The Nigerian bishop recalled the homily he gave at the Wilton church based on the hospitality of Abraham. “I emphasized the virtue of hospitality based on generosity,” the bishop said. “When we practice hospitality in a generous spirit, we will be showing hospitality to God. God has been generous to us.”

The people of his diocese recognize that generosity. “The church is always full. The only problem is material poverty,” he said. People work together because they want to maintain the ministry they receive. The Diocese of Lokoja has 67 priests. Thirty seminarians are discerning the priesthood in major seminary; many more attend minor seminary.

“Young people are coming forward to be trained as priests but we lack the money to train them and, once ordained, to keep them trained properly,” the bishop said. Priests in Nigeria live on charity and an allowance, which the faithful provide. “Yet it is still difficult for parishes to support and provide sustenance to the priests in the parish,” Father Nicholas said.

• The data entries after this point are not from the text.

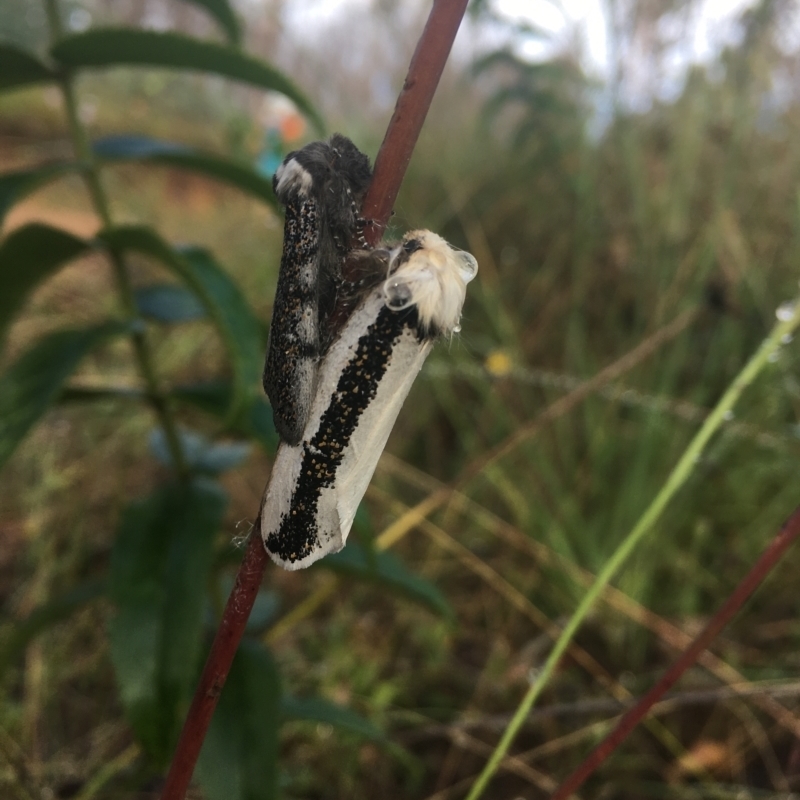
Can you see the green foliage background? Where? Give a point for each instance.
(138, 262)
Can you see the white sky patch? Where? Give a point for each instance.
(712, 27)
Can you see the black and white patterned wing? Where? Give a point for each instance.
(322, 186)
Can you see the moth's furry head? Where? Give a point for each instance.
(426, 272)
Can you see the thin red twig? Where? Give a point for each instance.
(218, 664)
(390, 167)
(788, 533)
(410, 111)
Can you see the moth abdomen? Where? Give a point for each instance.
(363, 379)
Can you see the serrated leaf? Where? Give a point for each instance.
(109, 47)
(57, 609)
(316, 709)
(389, 571)
(160, 565)
(214, 397)
(27, 256)
(265, 607)
(202, 455)
(34, 381)
(237, 324)
(224, 15)
(239, 756)
(18, 67)
(143, 148)
(168, 303)
(20, 183)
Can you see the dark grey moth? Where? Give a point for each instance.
(322, 187)
(410, 295)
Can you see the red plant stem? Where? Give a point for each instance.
(390, 167)
(218, 664)
(410, 111)
(786, 536)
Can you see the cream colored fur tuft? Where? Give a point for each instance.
(433, 277)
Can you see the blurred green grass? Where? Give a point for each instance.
(586, 246)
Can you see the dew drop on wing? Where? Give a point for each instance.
(785, 311)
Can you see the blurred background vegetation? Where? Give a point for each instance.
(601, 206)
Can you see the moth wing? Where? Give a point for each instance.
(375, 425)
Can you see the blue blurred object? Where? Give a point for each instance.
(271, 156)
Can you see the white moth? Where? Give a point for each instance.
(317, 485)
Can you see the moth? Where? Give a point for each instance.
(414, 297)
(321, 186)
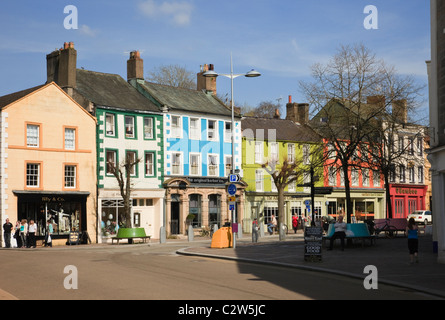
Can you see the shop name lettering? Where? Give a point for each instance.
(406, 191)
(53, 199)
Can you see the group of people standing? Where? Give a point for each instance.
(24, 234)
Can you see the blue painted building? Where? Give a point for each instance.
(197, 150)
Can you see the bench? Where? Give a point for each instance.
(355, 231)
(397, 224)
(130, 234)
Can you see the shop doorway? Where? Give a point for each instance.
(174, 221)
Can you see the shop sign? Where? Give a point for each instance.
(406, 191)
(53, 199)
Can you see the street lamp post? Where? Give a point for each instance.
(251, 74)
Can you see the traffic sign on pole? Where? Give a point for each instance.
(231, 189)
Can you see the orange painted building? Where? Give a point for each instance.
(48, 162)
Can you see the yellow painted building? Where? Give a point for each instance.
(48, 162)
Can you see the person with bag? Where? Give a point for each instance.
(295, 223)
(49, 231)
(7, 229)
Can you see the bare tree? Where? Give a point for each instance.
(173, 75)
(123, 173)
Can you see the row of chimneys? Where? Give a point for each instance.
(61, 68)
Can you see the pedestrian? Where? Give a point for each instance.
(17, 234)
(339, 232)
(295, 224)
(23, 232)
(255, 229)
(7, 229)
(413, 240)
(272, 225)
(49, 231)
(32, 230)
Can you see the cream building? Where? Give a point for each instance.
(48, 162)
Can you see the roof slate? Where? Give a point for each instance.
(185, 99)
(111, 90)
(286, 130)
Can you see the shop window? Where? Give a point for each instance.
(32, 135)
(214, 210)
(195, 210)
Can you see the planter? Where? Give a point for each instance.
(130, 233)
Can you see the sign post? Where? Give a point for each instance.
(231, 190)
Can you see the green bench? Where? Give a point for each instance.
(355, 231)
(130, 234)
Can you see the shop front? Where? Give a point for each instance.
(406, 198)
(262, 205)
(65, 211)
(199, 202)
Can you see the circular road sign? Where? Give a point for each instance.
(231, 189)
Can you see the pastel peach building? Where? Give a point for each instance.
(48, 162)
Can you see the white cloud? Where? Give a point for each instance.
(176, 12)
(86, 30)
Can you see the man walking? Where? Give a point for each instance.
(7, 229)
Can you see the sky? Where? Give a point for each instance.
(281, 39)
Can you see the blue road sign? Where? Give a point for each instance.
(231, 189)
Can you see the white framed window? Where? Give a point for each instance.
(33, 175)
(259, 152)
(176, 159)
(274, 156)
(149, 163)
(32, 135)
(148, 128)
(70, 176)
(70, 138)
(176, 127)
(212, 130)
(195, 129)
(111, 157)
(259, 183)
(212, 165)
(273, 187)
(332, 176)
(306, 154)
(354, 177)
(129, 127)
(195, 164)
(365, 177)
(376, 178)
(110, 124)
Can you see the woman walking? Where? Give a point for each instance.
(413, 240)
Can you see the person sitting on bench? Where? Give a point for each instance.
(340, 232)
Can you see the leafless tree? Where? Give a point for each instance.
(339, 94)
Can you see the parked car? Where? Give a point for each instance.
(421, 216)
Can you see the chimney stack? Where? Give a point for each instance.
(61, 66)
(135, 66)
(400, 110)
(206, 83)
(297, 112)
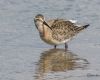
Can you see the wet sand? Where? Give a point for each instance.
(24, 56)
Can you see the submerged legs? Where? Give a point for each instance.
(66, 46)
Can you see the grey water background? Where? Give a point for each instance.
(21, 47)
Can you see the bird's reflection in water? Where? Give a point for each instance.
(59, 60)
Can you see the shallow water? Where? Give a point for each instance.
(24, 56)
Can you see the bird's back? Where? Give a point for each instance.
(63, 30)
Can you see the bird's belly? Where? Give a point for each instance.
(52, 41)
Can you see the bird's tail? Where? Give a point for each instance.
(82, 28)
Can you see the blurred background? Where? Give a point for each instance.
(22, 52)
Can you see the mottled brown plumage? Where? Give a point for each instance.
(57, 31)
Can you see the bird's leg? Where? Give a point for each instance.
(55, 46)
(66, 46)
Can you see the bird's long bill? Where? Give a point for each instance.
(46, 24)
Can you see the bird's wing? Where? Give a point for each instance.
(62, 29)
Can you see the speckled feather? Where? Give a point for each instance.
(62, 30)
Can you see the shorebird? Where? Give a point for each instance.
(57, 31)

Asked to identify major concerns of Catholics in the diocese, Bishop Martin said, “the political life.” Many people “suffer from bad government. This is a concern, and corruption on society.” Father Nicholas tells of “civil servants who work and don’t get paid, pensioners who don’t get their pensions in time. It fosters corruption. When people aren’t sure they will receive just compensation, the results are bad government.”

The majority of educated people work as civil servants or as teachers. Many others work as petty farmers, producing food for themselves – yam, corn and cassava. Women work in petty trading, selling clothing, food and other items, Father Nicholas said.

Among the church’s concerns, he said, is a desire to assist women and youths in becoming skilled labors such as clothing makers, event planners, computer repairers, and more. The parish that Father Nicholas previously served in his home diocese provided a technical training center for people to develop employment skills. “We look forward to setting up more centers to reduce unemployment for youths and women. This helps with the holistic faith formation of our parishioners,” he said.

Bishop Martin wants Father Nicholas to remain in the United States as long as necessary to advance his education and other skills that will benefit the people of his home diocese.

“The PhD is of value to me and to the diocese,” Father Nicholas said. However, “my ministry and work with God’s people takes priority – that will serve my diocese.”
Father Nicholas sees Bishop Martin as a role model. “He is in touch with his people. He visits them on a one-on-one basis and cares sincerely for the flock that he is responsible for.… He brought Vatican II to life. He is a bishop who consults with his priests; he consults with his people.” Ministry that fosters peace and unity, and leaves no room for violence.